A exposição contínua a conteúdos médicos nas redes sociais tem ampliado esse quadro. Sintomas comuns, ao serem pesquisados fora de contexto, podem parecer indícios de doenças graves. O fenômeno ganhou nome: cybercondria.

Para Petermann Neto, o excesso de informação, especialmente quando sensacionalista, reforça o medo e aumenta a hipervigilância corporal. Em vez de aliviar, a pesquisa online alimenta a ansiedade e fortalece crenças distorcidas.

O psicólogo Vladimir Melo, que atende em Brasília, explica que a preocupação excessiva com a saúde costuma estar associada a pensamentos obsessivos e intrusivos. “Quando há forte interesse por doenças e procedimentos médicos, mesmo sem problema confirmado, podemos estar diante de hipocondria”, afirma.

Ele destaca que, com o tempo, o foco exclusivo na saúde prejudica relações pessoais e desempenho profissional. Familiares tendem a reagir com impaciência diante de queixas repetidas, e a pessoa pode evitar atividades por medo de adoecer. Em alguns casos, a preocupação funciona como deslocamento de outras angústias não enfrentadas.

É possível interromper o ciclo

A terapia cognitivo-comportamental (TCC) é considerada a abordagem mais eficaz contra a hipocondria. Ela ajuda o paciente a reinterpretar sensações corporais, questionar pensamentos catastróficos e reduzir gradualmente a necessidade de checagem.

Mulher com as mãos juntas conversando com o conselheiro, fazendo terapia para lidar com um transtorno - Metrópoles
A TCC trabalha estratégias concretas para diminuir checagens compulsivas e medo excessivo

Reconhecer a hipocondria não significa deslegitimar o sofrimento de quem sente medo constante de adoecer. Pelo contrário: trata-se de entender que a preocupação, quando se torna excessiva e persistente, deixa de proteger e passa a aprisionar.

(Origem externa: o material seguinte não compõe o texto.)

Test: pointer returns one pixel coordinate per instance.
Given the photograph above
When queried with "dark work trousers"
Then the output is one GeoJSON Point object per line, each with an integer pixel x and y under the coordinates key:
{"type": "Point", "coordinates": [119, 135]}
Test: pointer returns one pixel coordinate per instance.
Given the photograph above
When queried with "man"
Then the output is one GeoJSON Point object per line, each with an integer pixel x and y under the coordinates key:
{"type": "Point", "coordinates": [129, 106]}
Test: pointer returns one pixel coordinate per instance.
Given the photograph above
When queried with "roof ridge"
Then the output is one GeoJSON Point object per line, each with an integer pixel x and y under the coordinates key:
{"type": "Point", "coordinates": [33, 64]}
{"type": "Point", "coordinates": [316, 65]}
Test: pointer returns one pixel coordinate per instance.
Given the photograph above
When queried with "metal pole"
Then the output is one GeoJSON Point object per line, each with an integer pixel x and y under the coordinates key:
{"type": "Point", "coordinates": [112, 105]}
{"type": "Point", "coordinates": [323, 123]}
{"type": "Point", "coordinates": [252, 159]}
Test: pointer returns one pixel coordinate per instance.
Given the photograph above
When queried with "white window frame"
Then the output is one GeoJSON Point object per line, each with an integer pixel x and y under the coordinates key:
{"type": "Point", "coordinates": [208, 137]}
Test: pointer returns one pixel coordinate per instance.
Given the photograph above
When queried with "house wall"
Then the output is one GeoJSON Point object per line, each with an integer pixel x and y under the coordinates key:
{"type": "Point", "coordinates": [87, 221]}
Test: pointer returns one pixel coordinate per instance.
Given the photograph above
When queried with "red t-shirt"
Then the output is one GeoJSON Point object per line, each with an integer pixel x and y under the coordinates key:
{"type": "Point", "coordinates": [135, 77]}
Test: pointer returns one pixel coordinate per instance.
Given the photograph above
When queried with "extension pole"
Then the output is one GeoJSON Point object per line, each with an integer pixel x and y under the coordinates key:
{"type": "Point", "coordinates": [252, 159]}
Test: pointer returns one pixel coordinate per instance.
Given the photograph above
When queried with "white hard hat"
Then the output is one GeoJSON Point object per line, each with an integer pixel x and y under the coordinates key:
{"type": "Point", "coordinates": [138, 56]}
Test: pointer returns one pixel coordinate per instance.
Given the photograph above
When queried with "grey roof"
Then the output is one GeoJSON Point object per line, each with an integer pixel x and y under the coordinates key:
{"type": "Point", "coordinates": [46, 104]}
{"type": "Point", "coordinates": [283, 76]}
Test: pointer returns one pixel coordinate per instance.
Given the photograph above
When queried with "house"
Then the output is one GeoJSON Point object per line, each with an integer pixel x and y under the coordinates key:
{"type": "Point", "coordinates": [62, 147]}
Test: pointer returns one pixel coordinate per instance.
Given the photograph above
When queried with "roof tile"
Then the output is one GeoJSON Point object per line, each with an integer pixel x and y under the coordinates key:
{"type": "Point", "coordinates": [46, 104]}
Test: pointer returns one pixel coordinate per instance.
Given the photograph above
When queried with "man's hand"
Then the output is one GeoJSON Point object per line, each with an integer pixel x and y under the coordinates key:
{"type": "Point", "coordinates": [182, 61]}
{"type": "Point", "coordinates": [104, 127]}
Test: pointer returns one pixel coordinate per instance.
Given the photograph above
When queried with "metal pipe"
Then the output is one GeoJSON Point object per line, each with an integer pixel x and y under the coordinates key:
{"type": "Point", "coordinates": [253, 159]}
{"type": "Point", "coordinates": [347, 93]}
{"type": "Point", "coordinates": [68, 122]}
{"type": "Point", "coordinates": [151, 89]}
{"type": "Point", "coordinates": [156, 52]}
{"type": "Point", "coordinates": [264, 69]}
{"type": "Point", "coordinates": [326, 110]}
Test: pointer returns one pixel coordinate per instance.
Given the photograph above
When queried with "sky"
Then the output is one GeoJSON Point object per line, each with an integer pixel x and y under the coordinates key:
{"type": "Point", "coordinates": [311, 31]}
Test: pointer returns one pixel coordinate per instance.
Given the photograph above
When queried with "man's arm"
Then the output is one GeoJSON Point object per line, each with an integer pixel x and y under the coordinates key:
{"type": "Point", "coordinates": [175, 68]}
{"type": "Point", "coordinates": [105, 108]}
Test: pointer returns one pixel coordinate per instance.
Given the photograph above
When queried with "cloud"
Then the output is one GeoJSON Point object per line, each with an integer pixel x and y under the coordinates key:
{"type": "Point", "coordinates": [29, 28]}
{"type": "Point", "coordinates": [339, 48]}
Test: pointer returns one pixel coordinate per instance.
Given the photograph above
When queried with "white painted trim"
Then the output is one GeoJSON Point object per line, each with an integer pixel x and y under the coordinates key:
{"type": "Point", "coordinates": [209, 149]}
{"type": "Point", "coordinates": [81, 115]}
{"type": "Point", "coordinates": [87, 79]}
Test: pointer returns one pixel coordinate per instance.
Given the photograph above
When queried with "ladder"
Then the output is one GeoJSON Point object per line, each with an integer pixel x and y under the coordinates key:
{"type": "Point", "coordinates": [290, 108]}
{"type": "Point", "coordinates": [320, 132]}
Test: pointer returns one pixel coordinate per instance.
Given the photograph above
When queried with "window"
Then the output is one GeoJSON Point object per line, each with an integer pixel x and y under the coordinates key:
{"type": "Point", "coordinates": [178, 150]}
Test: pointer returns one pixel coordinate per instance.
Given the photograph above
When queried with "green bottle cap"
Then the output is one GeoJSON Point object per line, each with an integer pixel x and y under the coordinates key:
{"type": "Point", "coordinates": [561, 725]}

Os especialistas reforçam que buscar avaliação profissional é o passo mais seguro quando a ansiedade com a saúde começa a dominar pensamentos, comprometer relações ou impedir decisões cotidianas. Com acompanhamento adequado, especialmente psicoterapia e, em alguns casos, medicação, é possível interromper o ciclo de checagem, medo e alívio temporário que sustenta o transtorno.

Cuidar da saúde é necessário. Transformar cada sensação corporal em ameaça permanente, não. O equilíbrio entre atenção e exagero é o que separa prevenção de sofrimento contínuo.